The PCR amplification is carried out by mixing the products ligated to different sequencing adapter in each well in the 5184 well plate for amplification;

In the above method, step (2), (3) in step 1) and step 2) of the method are carried out in a 5184-well chip. In the case where the cleaved fragments are divided into a plurality of portions, it is meant that the cleaved fragments are dispensed into each well of a 5184-well chip, and can be dispensed in step 1) or step 2).

In the above method, the long fragment DNA is a fragment of more than 100 kb. Specifically a fragment of 400 kb;

The transposase is a Tn5 transposase; in this example, the transposase embedding the amplification adapters is a product of Vazyme, named TruePrep mini DNA Sample Prep Kit (S302-01-B) Transposase Kit, the best concentration for use is 100 times dilution of the transposase. The amount of the transposase embedding the amplification adapters and the long fragment DNA are shown in the following reaction system. The reaction system of the above reaction includes the single-stranded DNA molecule B, the single-stranded DNA molecule C, a reaction buffer, dNTP, dUTP and polymerase; 2 μL transposase embedding the amplification adapters of 100 times dilution; 2 uL 5× buffer (S302-01, Vazyme), 7 ng of human genomic DNA (length greater than 100 kb), and adding water to 10 μL.

In the above method, step (2), (3) in step 1) and step 2) of the method are carried out by wafergen MSND pipetting platform to add various substances to the wells of the chip.

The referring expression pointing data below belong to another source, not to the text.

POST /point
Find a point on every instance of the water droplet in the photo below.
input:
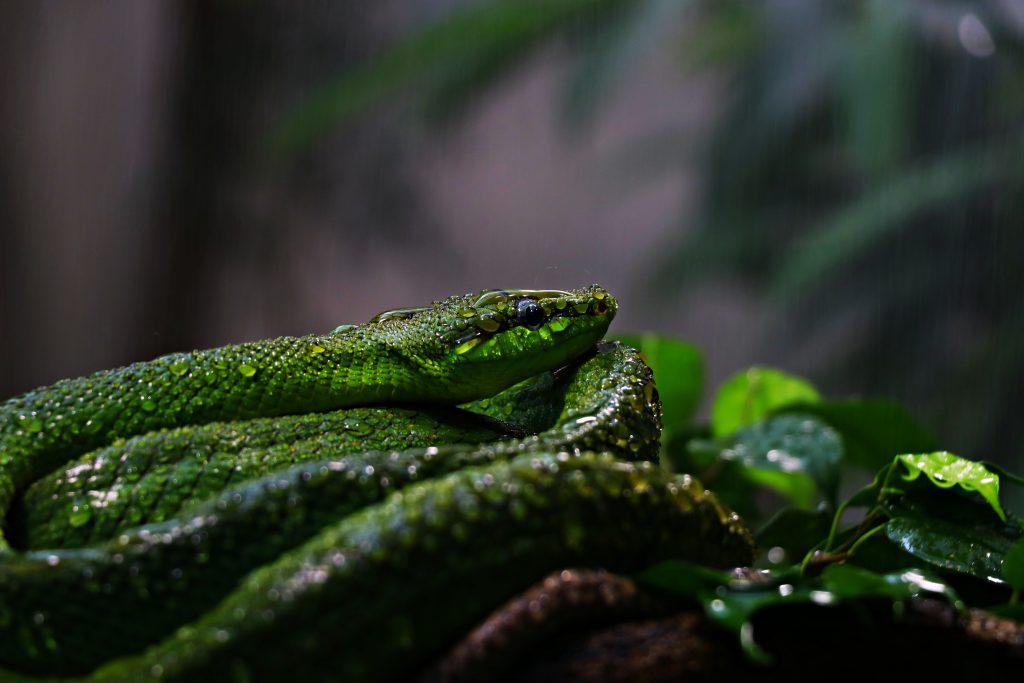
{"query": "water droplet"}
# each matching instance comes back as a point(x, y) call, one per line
point(80, 514)
point(488, 325)
point(467, 345)
point(30, 423)
point(558, 324)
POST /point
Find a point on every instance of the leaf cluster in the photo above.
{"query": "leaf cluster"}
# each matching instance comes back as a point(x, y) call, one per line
point(799, 467)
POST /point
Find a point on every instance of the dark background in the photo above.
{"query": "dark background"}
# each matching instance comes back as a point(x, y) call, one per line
point(832, 187)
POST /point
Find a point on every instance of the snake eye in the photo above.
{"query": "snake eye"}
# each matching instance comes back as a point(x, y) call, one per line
point(528, 313)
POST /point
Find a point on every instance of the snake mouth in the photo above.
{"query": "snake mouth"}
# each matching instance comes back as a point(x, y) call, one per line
point(519, 333)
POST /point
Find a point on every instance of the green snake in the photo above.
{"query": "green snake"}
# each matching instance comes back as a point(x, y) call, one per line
point(317, 508)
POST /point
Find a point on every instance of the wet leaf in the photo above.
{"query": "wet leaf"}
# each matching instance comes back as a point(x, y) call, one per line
point(792, 532)
point(977, 550)
point(1013, 566)
point(749, 396)
point(873, 430)
point(732, 602)
point(792, 454)
point(946, 470)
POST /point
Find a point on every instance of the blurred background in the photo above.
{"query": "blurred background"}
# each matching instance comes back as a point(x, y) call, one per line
point(830, 187)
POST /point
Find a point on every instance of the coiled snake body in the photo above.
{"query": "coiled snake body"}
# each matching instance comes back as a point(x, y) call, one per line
point(315, 508)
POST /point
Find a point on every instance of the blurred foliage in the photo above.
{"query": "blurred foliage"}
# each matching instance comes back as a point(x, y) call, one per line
point(933, 524)
point(864, 173)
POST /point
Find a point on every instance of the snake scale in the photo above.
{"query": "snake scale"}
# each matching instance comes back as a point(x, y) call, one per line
point(333, 507)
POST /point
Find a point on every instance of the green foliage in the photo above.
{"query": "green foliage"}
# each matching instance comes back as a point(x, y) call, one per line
point(946, 470)
point(877, 182)
point(749, 395)
point(932, 519)
point(873, 429)
point(733, 602)
point(678, 368)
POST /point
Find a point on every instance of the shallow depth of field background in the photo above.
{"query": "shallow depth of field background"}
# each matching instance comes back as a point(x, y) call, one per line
point(835, 188)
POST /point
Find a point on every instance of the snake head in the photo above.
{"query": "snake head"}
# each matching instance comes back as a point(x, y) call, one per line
point(478, 344)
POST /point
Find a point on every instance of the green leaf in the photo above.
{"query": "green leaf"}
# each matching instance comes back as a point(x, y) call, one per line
point(792, 532)
point(750, 395)
point(1013, 566)
point(678, 370)
point(732, 602)
point(847, 582)
point(1009, 610)
point(946, 470)
point(873, 430)
point(977, 550)
point(792, 454)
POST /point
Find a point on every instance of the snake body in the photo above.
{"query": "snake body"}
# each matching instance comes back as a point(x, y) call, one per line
point(168, 525)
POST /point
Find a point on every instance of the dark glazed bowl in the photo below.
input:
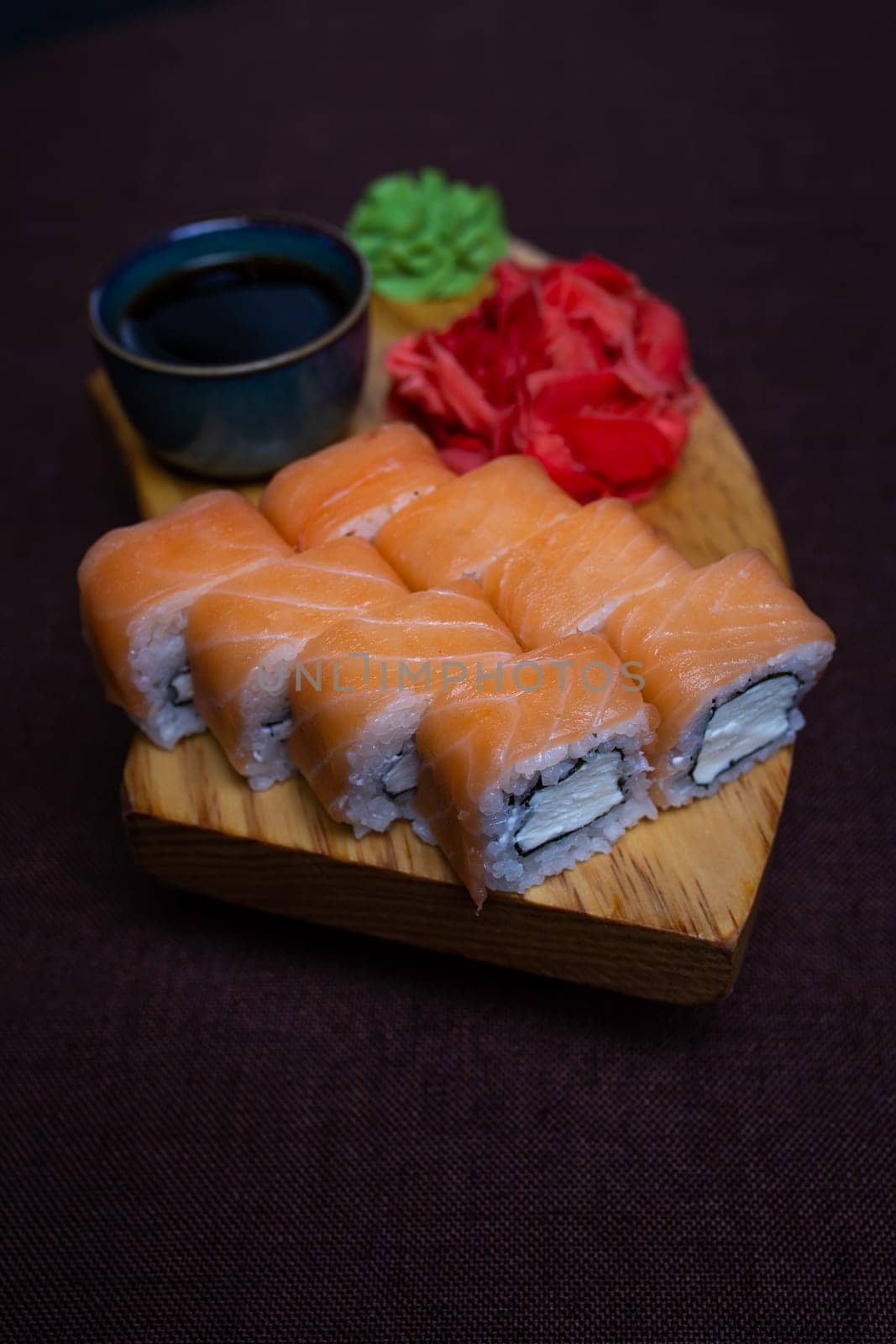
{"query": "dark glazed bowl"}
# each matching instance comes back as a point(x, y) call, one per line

In the above method, after adding various substances to the wells of the chip by wafergen MSND pipetting platform, the method further comprises the steps of centrifuging the substances.

In the above method, steps (1) and (2) of step 1) further comprise the steps of: digesting the transposase with a denaturing agent; the denaturing agent is specifically 0.1-1% SDS solution; and the digestion conditions are carried out at 25° C. for 10 minutes.

The nucleotide sequence of the transposase-recognized single-stranded DNA molecule A is described in SEQ ID NO: 5 in the Sequence Listing;

The nucleotide sequence of the single-stranded DNA molecule B is described in SEQ ID NO: 6 in the Sequence Listing;

The nucleotide sequence of the single-stranded DNA molecule C is described in SEQ ID NO: 7 in the Sequence Listing;

The nucleotide sequence of the primer B is described in SEQ ID NO: 12 in the Sequence Listing;

The nucleotide sequence of the primer C is described in SEQ ID NO: 13 in the Sequence Listing;

The nucleotide sequence of the sequencing adapter single strands A is described in SEQ ID NO: 1 or 8 in the Sequence Listing;

The nucleotide sequence of the sequencing adapter single strands B is described in SEQ ID NO: 2 or 9 in the Sequence Listing;

The nucleotide sequence of the single strand primer A (one primer) is described in SEQ ID NO: 3 or 10 in the Sequence Listing;

The nucleotide sequence of the single strand primer B (the other primer) is described in SEQ ID NO: 4 or 11 in the Sequence Listing.

In the above method, step (1) and (2) of step 1) further comprise the steps of: digesting the transposase with a denaturing agent; the denaturing agent is specifically 0.1-1% SDS solution; and the digestion conditions are carried out at 25° C. for 10 minutes. The denaturing agent is an SDS solution, more specifically comprises 11.2 uL of 1% SDS (mass/volume percent) and 548.8 uL 2× buffer (MP01137, Complete Genomics).

In the above method, in step (1) of step 1), the conditions of the transposase cleavage reaction are at 55° C. for 5 minutes;

in step (2) of step 1), the annealing temperature of the amplification is at 68° C. and the annealing time is 18 minutes;

in step (3) of step 1), the conditions of the digestion reaction are at 37° C. for 2 hours and then at 65° C. for 15 minutes; the conditions of the polymerization conditions are at 23° C. for 1 hour and then at 65° C. for 30 minutes;

in step 2)-B of step 2), the reaction conditions are at 20° C. for 2 hours;

in step 3), the annealing temperature of the PCR amplification is 68° C. and the annealing time is 10 min.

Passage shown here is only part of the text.